Le voici dans sa totalité
"Que tous les êtres soient à jamais libres de la souffrance et de la cause de la
souffrance, et notamment ceux qui ont eu, ont ou pourraient avoir Sogyal
Rinpoché comme lama.
L’ayant suivi pendant 10 ans, dont de longs séjours à Lerab Ling, l’observation
de son comportement a fini par me faire douter de son authenticité. C’était il
y a deux ans. J’ai alors cherché et trouvé un véritable lama.
Celui-ci m’a fait comprendre :
- Qu’il est possible de donner des enseignements bien
supérieurs à ceux de Sogyal, tout en ayant un comportement en parfaite
cohérence.
- Qu’il est plus important de traduire les textes du
Dharma que de construire un temple tibétain, mégalo et bling-bling, au cœur des
Cévennes. Quelques thangkas suffisent à créer le temple extérieur.
- Qu’il n’est pas nécessaire de rabâcher en tibétain et
sanskrit d’interminables sadhanas, à vitesse supersonique et sans même en
disposer d’une traduction. On peut en pratiquer en prenant le temps d’en comprendre
le sens et de les intégrer.
- Qu’il y a une différence entre dévotion et culte de la personnalité. On
n’est pas obligé de débiter en fin de tsok 40 pages de prières de longue vie à
la gloire du lama.
- Qu’il y a une différence entre dévotion et foi aveugle. C’est cette dernière
qu’illustre Sogyal dans ses perpétuels rappels de l’anecdote de la dent de
chien.
- Que la dévotion ne se décrète pas, qu’elle naît et se développe à mesure que
le lama gagne, par son comportement, notre confiance.

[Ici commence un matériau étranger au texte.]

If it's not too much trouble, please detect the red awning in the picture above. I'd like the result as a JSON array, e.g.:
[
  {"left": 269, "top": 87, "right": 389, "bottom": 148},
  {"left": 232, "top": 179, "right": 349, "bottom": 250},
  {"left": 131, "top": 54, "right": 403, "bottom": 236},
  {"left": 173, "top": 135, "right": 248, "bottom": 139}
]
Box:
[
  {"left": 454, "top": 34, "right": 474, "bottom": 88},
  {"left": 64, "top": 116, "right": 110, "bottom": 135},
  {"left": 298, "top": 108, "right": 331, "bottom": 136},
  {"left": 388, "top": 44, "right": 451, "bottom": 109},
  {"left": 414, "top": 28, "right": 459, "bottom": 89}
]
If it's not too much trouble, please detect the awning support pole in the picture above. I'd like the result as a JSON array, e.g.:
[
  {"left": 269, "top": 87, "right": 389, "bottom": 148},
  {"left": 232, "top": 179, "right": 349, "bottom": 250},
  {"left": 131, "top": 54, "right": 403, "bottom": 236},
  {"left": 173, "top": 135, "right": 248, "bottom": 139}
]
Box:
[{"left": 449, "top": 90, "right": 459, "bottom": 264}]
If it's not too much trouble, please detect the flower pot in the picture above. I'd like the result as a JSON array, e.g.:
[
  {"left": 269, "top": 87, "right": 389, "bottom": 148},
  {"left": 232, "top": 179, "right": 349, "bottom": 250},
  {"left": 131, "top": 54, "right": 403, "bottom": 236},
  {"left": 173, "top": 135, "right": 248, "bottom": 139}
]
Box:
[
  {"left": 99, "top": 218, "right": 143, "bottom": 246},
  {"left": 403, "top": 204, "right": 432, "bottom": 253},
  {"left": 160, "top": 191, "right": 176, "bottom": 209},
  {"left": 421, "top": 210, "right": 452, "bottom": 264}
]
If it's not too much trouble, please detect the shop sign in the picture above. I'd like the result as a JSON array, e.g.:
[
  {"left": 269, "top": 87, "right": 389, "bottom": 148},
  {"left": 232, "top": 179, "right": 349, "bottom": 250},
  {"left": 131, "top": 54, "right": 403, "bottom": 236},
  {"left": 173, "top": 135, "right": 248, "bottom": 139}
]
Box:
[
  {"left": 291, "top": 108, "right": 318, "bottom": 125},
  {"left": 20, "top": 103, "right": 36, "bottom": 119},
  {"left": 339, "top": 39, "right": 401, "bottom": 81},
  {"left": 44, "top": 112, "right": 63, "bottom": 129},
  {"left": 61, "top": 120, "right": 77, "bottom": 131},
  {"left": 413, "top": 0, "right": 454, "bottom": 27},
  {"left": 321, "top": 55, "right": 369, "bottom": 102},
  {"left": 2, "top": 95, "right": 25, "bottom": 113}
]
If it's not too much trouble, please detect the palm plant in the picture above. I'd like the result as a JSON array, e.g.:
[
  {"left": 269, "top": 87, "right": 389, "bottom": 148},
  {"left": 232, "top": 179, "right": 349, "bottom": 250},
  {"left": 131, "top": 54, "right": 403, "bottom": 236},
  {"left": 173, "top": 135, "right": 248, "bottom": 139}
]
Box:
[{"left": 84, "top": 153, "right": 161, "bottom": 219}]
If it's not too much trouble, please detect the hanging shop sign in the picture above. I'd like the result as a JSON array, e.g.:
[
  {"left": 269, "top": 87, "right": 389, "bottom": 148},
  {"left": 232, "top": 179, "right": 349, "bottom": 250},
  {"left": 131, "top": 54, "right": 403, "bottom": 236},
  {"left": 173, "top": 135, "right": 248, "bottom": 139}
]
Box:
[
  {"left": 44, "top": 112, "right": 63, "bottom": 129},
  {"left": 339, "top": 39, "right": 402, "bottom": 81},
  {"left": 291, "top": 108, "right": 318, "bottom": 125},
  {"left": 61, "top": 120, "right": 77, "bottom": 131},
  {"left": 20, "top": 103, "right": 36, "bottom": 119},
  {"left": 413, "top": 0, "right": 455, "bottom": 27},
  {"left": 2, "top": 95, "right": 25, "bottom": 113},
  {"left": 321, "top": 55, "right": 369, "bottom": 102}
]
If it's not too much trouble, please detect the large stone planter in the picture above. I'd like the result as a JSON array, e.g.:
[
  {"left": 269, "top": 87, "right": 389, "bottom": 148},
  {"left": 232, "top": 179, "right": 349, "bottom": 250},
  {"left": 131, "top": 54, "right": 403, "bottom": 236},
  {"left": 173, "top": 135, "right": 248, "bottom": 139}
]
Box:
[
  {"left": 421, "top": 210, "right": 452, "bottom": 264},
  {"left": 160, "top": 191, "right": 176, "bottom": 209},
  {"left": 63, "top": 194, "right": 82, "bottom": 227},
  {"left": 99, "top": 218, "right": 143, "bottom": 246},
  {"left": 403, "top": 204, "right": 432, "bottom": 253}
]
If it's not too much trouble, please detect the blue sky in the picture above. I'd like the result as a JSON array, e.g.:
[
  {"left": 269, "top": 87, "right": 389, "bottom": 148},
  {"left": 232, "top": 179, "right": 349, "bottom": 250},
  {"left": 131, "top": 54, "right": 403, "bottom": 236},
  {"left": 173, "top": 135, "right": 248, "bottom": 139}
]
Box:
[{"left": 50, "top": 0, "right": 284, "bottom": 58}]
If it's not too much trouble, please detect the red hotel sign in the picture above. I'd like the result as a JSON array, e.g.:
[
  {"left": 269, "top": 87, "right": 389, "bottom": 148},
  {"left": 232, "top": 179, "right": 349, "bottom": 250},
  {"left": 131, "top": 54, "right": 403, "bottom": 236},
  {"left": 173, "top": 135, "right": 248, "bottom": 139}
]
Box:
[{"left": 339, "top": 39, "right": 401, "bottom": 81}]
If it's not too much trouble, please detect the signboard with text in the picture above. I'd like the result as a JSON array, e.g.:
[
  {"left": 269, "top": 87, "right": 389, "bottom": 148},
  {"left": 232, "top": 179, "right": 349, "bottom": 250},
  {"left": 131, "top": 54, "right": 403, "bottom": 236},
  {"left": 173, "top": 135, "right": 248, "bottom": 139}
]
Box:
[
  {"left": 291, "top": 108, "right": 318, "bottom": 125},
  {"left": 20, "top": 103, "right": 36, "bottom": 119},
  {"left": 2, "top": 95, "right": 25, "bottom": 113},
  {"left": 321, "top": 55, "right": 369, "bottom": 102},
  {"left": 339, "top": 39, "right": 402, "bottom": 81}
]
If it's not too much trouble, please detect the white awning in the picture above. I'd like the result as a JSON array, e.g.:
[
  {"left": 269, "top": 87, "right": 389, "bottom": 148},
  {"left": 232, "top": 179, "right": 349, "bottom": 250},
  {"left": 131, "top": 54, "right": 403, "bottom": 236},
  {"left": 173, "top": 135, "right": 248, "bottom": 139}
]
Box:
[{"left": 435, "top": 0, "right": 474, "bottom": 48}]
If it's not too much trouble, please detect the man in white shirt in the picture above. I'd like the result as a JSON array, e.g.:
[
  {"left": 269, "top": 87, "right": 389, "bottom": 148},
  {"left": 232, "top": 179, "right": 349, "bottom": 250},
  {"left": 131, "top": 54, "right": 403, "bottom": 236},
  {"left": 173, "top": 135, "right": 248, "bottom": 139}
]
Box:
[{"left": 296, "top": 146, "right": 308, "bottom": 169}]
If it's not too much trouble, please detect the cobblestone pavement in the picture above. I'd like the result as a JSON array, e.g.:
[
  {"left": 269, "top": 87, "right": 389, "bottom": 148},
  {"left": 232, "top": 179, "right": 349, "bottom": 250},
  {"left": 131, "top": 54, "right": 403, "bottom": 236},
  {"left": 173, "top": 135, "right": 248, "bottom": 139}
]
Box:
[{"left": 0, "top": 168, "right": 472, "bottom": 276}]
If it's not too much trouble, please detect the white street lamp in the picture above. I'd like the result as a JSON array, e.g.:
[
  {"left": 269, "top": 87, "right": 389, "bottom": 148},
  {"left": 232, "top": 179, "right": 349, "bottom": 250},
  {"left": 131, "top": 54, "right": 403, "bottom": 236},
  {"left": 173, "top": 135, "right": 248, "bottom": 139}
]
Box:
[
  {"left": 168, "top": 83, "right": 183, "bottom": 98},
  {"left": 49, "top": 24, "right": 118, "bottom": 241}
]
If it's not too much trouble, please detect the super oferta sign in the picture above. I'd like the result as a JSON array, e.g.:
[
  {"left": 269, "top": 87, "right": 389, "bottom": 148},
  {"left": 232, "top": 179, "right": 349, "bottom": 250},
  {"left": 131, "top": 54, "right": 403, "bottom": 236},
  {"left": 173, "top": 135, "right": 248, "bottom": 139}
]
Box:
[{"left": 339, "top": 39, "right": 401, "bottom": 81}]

- Qu’on n’a pas besoin d’attendre des heures, voire des
jours, avant qu’il daigne se montrer.
- Qu’il n’est pas obligé de repartir en voiture immédiatement après les
enseignements, qu’il peut se rendre disponible pour ses disciples pendant toute
la pause de midi ou en soirée.
- Qu’un lama n’est pas obligé d’avoir des caprices de diva, qu’il peut aussi
aller manger avec ses disciples et prendre lui-même son plateau après avoir
attendu que ceux-ci se soient servis.
- Qu’il y a des lamas qui ont une grande activité de compassion
sur le terrain, dépassant de très loin Dzogchen Beara et ses 7 lits… payants.
- Qu’ils maîtrisent leur esprit et n’ont pas de sautes
d’humeur et donc n’ont pas besoin de justifier leur attitude par une soi-disant
folle sagesse.
- Qu’un lama n’a pas forcément besoin que de petites pépés
lui réajustent son châle ou lui retirent ses chaussures (pour ne parler que de
la partie visible de l’iceberg).
- Qu’il peut se passer d’émettre en public des diatribes contre un de ses
disciples ou des clichés et préjugés sur tous les représentants d’un pays.
- Qu’il peut se dispenser de gifler un disciple et de lui
secouer la tête en le saisissant par les cheveux.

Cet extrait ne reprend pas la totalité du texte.